There are some other ways to transfer bitcoins without sending an on-chain transaction, a few of which are detailed in this answer. But some of those solutions (eg the OpenDime) are interesting novelties, more than widely employed solutions.
Scaling via 'on-chain' solutions
There are also ways to scale the number of bitcoin transactions that the network can handle, to copy paste from Murch's answer that is linked above:
Examples:
- Blocksize/blockweight increase
- Faster blocks
- The witness discount of segregated witness
- Smaller size of Schnorr signatures
- Bellare-Neven signature aggregation
- Key aggregation
Additionally, batching payments can provide savings in both blockspace, and transaction fees.
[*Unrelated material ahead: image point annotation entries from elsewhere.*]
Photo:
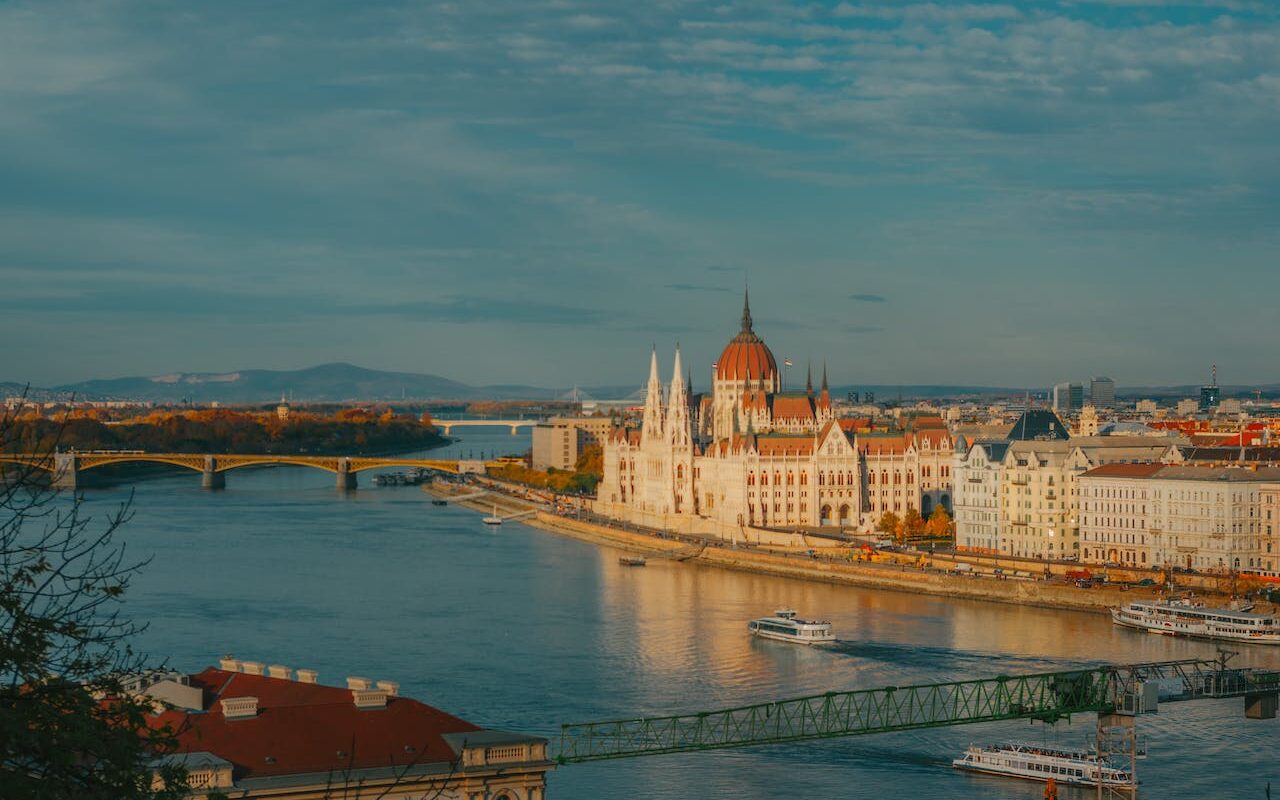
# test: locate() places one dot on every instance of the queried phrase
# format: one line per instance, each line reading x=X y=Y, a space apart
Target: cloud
x=694 y=287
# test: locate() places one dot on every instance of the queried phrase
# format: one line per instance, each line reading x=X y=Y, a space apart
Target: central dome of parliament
x=746 y=356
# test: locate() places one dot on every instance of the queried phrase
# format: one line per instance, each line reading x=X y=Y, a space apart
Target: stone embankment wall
x=892 y=576
x=878 y=576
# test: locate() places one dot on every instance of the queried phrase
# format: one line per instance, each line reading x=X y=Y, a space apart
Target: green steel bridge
x=1046 y=696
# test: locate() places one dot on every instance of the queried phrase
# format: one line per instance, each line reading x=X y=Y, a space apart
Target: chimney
x=369 y=698
x=391 y=688
x=240 y=708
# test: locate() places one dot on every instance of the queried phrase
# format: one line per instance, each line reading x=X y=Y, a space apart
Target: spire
x=679 y=424
x=653 y=407
x=677 y=384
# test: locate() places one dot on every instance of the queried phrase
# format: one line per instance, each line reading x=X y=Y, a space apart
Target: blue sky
x=516 y=192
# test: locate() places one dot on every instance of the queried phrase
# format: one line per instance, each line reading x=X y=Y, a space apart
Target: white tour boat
x=785 y=626
x=1040 y=763
x=1187 y=618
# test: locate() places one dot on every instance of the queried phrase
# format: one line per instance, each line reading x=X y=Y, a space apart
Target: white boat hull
x=1189 y=629
x=791 y=638
x=1032 y=763
x=1043 y=778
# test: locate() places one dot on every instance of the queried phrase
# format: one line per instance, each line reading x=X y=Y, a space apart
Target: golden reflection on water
x=686 y=626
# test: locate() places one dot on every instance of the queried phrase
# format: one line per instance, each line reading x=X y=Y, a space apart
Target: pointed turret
x=653 y=410
x=824 y=394
x=679 y=424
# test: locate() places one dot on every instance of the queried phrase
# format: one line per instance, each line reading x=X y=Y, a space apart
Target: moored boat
x=1183 y=617
x=1064 y=766
x=786 y=626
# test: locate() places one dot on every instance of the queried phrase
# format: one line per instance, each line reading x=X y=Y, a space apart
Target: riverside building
x=1019 y=497
x=1192 y=517
x=750 y=455
x=246 y=730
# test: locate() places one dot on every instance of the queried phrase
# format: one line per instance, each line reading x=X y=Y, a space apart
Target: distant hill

Note that there are very important engineering considerations when attempting to scale the network by altering these on-chain parameters. As example, increasing the blocksize drastically can provide a linear increase in transaction throughput, but it also greatly increases the resources required to run a node on the network, which is damaging to the network's health. Without a large number of independent node operators, some of the network's most important properties (eg. censorship resistance) will be substantially degraded.
If that's the case, considered the recent bull crypto market, we can expect there is a high chance Bitcoin reaches the maximum number of transactions per day, which will cause the crash of the Bitcoin price and a big shift in the crypto world.
I don't think so, it seems that the current rhetoric of users (investors) is not "this is valuable because we can send a huge number of transactions!", but rather, "this is valuable because it is a scarce digital object with strong guarantees of censorship resistance and an incorruptible economic policy".
Of course, serving a larger audience of people is desirable, but just because the system hits its max throughput does not mean it will suddenly fail. In fact, such situations serve as great motivation for users to find more efficient ways to transact. As example, a recent period of network congestion lead to a great number of users turning their attention to the issue of poor fee estimation present in some wallets.
If nothing else, consider that even if bitcoin cannot scale to meet daily global transaction demands, it may still be an incredibly useful and valuable technology nonetheless! As analogy, consider that gold is extremely valuable, yet it is very rarely used in day-to-day transactions. (I don't mean to imply that this is the ideal future for bitcoin, I am hopeful it will continue to scale, but it is something to be considered in the extreme of OP's question "will it fail if it hits max transaction throughput?").